Saturday, February 13, 2010

Slavery, The Politics of Power, and The Risk of Grace

The following is a great quote from a New Testament scholar regarding his reflections on the message of Philemon:

"All societies rest upon inequities--some concealed, others noticed--that make brotherhood impossible. Every age and locale has its particular and familiar slaveries. What heightens injustice is that all believers--exploiters or exploited--are equally nearsighted about the oppressions we have unwittingly learned to live with. No one cries out: the strong because they need not, the weak for they dare not. Or perhaps this unfair: it might seem that slaves would sense injustice that owners ignor. But even slaves must have their eyes and their feelings dulled; you cannot long entertain hope for what is unattainable. So, rather than live in perpetual frustration, the enslaved man generally will not allow his conscience to become too sensitive...Yet there is no social order, no revision of the economy, no advance in politics, no possible world situation that adequaetely conforms to the gospel or even makes room for its full realization, no revolution that does not eventually redistribute injustice."
This is the whole point of Paul not commanding Philemone to emancipate Onesimous; rather, tries to persuade Philemon in love and relationship.
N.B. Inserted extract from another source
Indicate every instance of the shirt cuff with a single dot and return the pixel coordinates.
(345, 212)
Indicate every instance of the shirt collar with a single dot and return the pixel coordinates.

He (Paul) is trying to live out the Gospel that restores creation with Shalom or peace and he courageously keeps his "power" as an apostle under control--so he will not become an oppressor or exploiter and operate by the same world system that Christ came to redeem, and calls his church to redeem by operating Christ's way (love and self-sacrifice, power under not power over)--not the world's way.  Further, we have the Hope that God, when he returns, will finally correct all injustices--1 Samuel 2 is an example of this Hope/Faith in the life of Hannah.

I have a lot to learn from Paul and this letter to Philemon. I dare say the church in general has a lot to learn as well.

The quote above is from J. T. Burtchaell as quoted by Ben Worthington the III in his Socio-rhetorical Commentary on The Prison Epistles.